State and derive theorem for parallel and perpendicular axes.

Answer 1

Hint
According to the perpendicular axis theorem for an axis perpendicular to the plane, the moment of inertia is equal to the sum of the moments of inertia about 2 mutually perpendicular axes in its own plane. And according to the parallel axis theorem, the moment of inertia about any axis is equal to sum of parallel and passing through the center of mass and product of mass of body and square of distance between the axes.
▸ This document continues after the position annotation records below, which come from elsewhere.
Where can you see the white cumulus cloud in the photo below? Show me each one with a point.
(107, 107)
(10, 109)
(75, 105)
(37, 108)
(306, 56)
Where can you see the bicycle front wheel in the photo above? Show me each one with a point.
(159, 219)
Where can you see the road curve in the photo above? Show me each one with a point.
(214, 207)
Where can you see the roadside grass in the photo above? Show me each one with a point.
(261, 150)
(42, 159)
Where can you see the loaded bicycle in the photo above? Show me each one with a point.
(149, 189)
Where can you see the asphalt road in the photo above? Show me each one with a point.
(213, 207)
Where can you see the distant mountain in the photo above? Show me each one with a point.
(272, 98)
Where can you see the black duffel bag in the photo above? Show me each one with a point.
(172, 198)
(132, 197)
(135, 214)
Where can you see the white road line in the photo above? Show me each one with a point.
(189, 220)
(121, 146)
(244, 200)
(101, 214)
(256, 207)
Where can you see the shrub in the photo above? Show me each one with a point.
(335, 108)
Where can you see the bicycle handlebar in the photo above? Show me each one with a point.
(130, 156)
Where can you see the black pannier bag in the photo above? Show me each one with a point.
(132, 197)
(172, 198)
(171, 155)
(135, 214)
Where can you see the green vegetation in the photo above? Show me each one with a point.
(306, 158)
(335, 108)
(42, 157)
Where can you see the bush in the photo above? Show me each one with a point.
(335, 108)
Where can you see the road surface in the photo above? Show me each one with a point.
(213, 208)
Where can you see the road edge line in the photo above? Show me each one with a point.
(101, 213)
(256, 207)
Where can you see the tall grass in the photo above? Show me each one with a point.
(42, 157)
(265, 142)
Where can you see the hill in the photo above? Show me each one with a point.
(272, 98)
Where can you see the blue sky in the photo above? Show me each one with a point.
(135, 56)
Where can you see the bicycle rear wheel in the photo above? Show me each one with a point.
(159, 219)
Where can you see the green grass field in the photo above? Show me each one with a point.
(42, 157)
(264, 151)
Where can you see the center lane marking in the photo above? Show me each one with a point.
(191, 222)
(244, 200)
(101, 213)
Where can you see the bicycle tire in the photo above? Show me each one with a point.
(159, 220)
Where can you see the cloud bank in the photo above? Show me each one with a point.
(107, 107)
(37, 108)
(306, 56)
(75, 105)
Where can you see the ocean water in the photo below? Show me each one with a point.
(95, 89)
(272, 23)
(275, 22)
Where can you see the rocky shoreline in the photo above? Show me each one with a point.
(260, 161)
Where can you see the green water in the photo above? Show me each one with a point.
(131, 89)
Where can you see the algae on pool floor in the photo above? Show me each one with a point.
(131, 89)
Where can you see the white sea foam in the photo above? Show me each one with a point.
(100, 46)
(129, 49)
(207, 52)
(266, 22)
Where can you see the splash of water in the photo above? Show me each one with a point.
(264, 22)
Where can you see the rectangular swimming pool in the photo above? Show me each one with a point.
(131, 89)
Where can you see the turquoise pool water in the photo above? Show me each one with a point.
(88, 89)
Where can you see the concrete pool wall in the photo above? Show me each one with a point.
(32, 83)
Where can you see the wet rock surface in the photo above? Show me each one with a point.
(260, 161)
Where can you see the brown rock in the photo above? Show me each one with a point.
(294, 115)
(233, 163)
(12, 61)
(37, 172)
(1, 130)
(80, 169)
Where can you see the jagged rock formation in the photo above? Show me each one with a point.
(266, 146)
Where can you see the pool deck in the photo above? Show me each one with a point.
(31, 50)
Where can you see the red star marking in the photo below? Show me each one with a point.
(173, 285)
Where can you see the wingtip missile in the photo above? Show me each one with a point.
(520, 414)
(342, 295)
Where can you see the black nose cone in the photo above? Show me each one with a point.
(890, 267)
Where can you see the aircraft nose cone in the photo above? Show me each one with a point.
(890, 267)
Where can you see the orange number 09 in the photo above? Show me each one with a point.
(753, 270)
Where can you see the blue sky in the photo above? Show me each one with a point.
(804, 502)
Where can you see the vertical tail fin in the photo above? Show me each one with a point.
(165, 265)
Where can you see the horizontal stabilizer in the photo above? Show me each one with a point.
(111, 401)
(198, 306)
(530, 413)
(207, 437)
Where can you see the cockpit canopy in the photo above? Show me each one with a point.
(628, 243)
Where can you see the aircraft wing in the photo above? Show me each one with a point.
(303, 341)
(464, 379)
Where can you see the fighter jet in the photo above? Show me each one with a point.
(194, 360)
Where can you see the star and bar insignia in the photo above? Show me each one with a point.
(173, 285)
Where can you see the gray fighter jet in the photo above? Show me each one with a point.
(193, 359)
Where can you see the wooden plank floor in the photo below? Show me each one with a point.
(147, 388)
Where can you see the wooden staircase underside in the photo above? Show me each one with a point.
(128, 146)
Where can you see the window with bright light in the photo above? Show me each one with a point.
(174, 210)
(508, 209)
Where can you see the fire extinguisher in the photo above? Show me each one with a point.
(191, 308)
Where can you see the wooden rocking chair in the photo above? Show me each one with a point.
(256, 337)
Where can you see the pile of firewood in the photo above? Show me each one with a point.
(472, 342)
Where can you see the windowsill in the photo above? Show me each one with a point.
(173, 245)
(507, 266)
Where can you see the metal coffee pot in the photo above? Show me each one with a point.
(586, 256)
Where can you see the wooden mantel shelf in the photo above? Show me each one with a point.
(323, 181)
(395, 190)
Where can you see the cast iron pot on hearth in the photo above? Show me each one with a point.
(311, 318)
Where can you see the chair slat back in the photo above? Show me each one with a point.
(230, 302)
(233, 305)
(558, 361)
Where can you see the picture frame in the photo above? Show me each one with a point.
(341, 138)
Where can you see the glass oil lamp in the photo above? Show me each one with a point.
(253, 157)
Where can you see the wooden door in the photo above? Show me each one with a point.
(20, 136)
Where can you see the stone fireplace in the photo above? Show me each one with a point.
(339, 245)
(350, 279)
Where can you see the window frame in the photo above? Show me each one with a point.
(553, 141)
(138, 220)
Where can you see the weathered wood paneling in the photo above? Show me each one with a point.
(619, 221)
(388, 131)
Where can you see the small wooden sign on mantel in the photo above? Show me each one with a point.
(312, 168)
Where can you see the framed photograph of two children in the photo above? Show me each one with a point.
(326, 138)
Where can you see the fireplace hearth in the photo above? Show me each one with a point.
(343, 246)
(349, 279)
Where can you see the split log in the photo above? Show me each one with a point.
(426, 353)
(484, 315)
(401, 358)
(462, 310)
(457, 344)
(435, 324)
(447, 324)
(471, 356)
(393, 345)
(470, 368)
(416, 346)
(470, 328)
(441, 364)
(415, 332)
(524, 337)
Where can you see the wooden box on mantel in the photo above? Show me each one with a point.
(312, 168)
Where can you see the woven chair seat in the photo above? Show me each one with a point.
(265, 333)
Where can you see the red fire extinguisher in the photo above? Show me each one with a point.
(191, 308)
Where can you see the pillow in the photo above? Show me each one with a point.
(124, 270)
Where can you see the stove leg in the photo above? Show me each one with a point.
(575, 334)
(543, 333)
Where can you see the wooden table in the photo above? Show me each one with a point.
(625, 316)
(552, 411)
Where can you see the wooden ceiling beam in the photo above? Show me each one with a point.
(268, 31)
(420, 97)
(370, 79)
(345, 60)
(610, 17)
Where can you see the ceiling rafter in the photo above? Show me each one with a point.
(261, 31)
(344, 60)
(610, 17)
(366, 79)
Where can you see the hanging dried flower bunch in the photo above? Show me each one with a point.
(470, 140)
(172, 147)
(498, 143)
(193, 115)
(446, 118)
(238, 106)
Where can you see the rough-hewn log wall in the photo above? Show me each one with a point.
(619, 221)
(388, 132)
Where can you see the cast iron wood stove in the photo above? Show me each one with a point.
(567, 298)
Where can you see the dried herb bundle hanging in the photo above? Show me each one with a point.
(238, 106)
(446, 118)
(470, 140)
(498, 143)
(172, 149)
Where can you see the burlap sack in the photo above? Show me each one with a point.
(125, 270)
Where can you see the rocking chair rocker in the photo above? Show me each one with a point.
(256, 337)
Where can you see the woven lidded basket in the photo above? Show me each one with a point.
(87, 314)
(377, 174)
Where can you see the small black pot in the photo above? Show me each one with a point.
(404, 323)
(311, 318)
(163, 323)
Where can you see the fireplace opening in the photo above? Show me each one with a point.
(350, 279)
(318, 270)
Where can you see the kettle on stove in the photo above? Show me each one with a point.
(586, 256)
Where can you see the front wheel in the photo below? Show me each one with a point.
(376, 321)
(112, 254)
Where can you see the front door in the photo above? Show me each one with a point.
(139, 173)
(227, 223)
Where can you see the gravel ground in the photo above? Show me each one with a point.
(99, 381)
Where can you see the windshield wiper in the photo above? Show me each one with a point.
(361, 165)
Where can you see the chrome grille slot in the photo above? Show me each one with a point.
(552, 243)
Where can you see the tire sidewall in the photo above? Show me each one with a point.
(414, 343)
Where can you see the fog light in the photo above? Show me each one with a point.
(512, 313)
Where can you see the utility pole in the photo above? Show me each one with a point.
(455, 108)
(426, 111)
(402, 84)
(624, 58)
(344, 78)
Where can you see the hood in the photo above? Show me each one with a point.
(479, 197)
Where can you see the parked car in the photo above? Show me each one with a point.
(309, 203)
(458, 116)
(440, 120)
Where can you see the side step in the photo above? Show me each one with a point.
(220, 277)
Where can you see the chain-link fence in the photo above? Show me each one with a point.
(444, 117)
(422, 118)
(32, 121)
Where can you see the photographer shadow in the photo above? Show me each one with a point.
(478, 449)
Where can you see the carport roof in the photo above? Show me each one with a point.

Complete step by step answer
The parallel axis theorem states that, the moment of inertia of a body about any axis is equal to the moment of inertia about parallel axis through its center of mass plus the product of the mass of the body and the square of the perpendicular distance between the two parallel axes.
Let us consider $I$ is the moment of inertia of a body of mass $M$ about the axis AB. Let us consider another parallel axis CD passing through the center of mass of the body and at a distance $d$ from AB. We consider the moment of inertia about the axis CD of the body as ${I_{CM}}$.

Let us consider a particle of mass $m$ which is at a distance $x$ from the axis CD and at a distance $d + x$ from the axis AB.
So the moment of inertia of this particle about the axis AB is $m{\left( {x + d} \right)^2}$
So to get the moment of inertia about the whole body we use summation. Therefore, we get
$\Rightarrow I = \sum {m{{\left( {x + d} \right)}^2}} $
Now we can break the whole square in the formula as,
$\Rightarrow I = \sum {m\left( {{x^2} + {d^2} + 2xd} \right)} $
So on breaking the individual terms under the summation we get
$\Rightarrow I = \sum {m{x^2} + \sum m {d^2} + \sum {2mxd} } $
Now we can write $\sum {m{x^2}} = {I_{CM}}$
Since the value of $d$ is constant we can bring it outside summation. So we get
$\Rightarrow \sum {m{d^2}} = {d^2}\sum m = M{d^2}$ where $\sum m = M$ is the mass of the whole body.
For the third term, $2d$ comes outside the bracket and since $\sum {mx} = 0$ so the third term vanishes.
Therefore, substituting the values we get
$\Rightarrow I = {I_{CM}} + M{d^2}$.
This is the parallel axis theorem.
The perpendicular axis theorem states that the moment of inertia of a plane lamina about a perpendicular axis is equal to the sum of the moments of inertia of the lamina about any 2 mutually perpendicular axes in its own plane and intersecting each other at the point where the perpendicular axis passes through the lamina.
Let us consider another plane lamina as in the figure.

We consider a particle of mass $m$ at the distance $x$, $y$ and $r$ from the X- axis, Y-axis and Z-axis respectively.
Therefore from the figure we can write,
$\Rightarrow {r^2} = {x^2} + {y^2}$
So the moment of inertia of the particle about X-axis is $m{y^2}$
Therefore, for the whole bode, we consider summation and get moment of inertia as,,
$\Rightarrow {I_X} = \sum {m{y^2}} $
Similarly moment of inertia of the whole body about Y-axis is
$\Rightarrow {I_Y} = \sum {m{x^2}} $
And the moment of inertia about Z-axis is
$\Rightarrow {I_Z} = \sum {m{r^2}} $
We can substitute ${r^2} = {x^2} + {y^2}$ and get
$\Rightarrow {I_Z} = \sum {m\left( {{x^2} + {y^2}} \right)} $
On opening the bracket we get
$\Rightarrow {I_Z} = \sum {m{x^2} + \sum m {y^2}} $
We can write this as,
$\Rightarrow {I_Z} = {I_X} + {I_Y}$
This is the perpendicular axes theorem.

Note
The parallel and perpendicular axes theorem are used to find the moment of inertia of various rigid structures about different axes like a rod, disc, sphere, ring, etc. It gives us a simplified way of finding the moment of inertia.